Uveal melanomas (UM) are malignant cancers arising from the pigmented layers of the eye. UM cells spread through the bloodstream, and circulating UM cells are detectable in patients before metastases appear. Extravasation of UM cells is necessary for formation of metastases, and transendothelial migration (TEM) is a key step in extravasation. UM cells execute TEM via a stepwise process involving the actin-based processes of ameboid blebbing and mesenchymal lamellipodial protrusion. UM cancers are driven by oncogenic mutations that activate Gαq/11, and this activates TRIO, a guanine nucleotide exchange factor (GEF) for RhoA and Rac1. We found that pharmacologic inhibition of Gαq/11 in UM cells reduced TEM. Inhibition of the RhoA pathway blocked amoeboid motility but led to enhanced TEM; in contrast, inhibition of the Rac1 pathway decreased mesenchymal motility and reduced TEM. Inhibition of Arp2/3 complex allowed cells to transmigrate without intercalation, a direct mechanism similar to the one often displayed by immune cells. BAP1-deficient (+/-) UM subclones displayed motility behaviors and increased levels of TEM, similar to the effects of RhoA inhibitors. We conclude that RhoA and Rac1 signaling pathways, downstream of oncogenic Gαq/11, combine with pathways regulated by BAP1 to control the motility and transmigration of UM cells.
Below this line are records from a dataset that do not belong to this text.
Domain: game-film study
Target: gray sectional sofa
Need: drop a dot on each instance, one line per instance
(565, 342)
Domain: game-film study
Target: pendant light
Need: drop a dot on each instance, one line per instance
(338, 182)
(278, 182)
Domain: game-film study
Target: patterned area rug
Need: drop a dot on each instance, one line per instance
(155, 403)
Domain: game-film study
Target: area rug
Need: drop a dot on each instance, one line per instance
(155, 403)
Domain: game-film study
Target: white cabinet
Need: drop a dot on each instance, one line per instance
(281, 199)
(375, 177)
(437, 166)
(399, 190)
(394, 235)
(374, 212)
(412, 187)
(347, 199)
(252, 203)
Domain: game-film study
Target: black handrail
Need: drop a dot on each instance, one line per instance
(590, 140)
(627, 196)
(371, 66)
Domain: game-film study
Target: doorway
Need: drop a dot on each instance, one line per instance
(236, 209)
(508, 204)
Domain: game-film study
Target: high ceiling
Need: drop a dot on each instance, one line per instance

葡萄膜黑色素瘤 (UM) 是源自眼睛色素层的恶性癌症。UM 细胞通过血流扩散，并且在转移出现之前，可以在患者体内检测到循环的 UM 细胞。UM 细胞的外渗是形成转移所必需的，而跨内皮迁移 (TEM) 是外渗的关键步骤。UM 细胞通过逐步过程执行 TEM，该过程涉及基于肌动蛋白的阿米巴起泡和间充质 lamellipodial 突起的过程。UM 癌症是由激活 Gαq/11 的致癌突变驱动的，这会激活 TRIO，一种 RhoA 和 Rac1 的鸟嘌呤核苷酸交换因子 (GEF)。我们发现 UM 细胞中 Gαq/11 的药理学抑制降低了 TEM。RhoA 通路的抑制阻断了变形虫的运动，但导致 TEM 增强；相比之下，Rac1 通路的抑制降低了间充质运动并降低了 TEM。Arp2/3 复合物的抑制允许细胞在没有嵌入的情况下进行迁移，这是一种类似于免疫细胞经常表现出的直接机制。BAP1 缺陷 (+/-) UM 亚克隆显示运动行为和增加的 TEM 水平，类似于 RhoA 抑制剂的影响。我们得出结论，致癌 Gαq/11 下游的 RhoA 和 Rac1 信号通路与 BAP1 调节的通路相结合，以控制 UM 细胞的运动和迁移。类似于 RhoA 抑制剂的作用。我们得出结论，致癌 Gαq/11 下游的 RhoA 和 Rac1 信号通路与 BAP1 调节的通路相结合，以控制 UM 细胞的运动和迁移。类似于 RhoA 抑制剂的作用。我们得出结论，致癌 Gαq/11 下游的 RhoA 和 Rac1 信号通路与 BAP1 调节的通路相结合，以控制 UM 细胞的运动和迁移。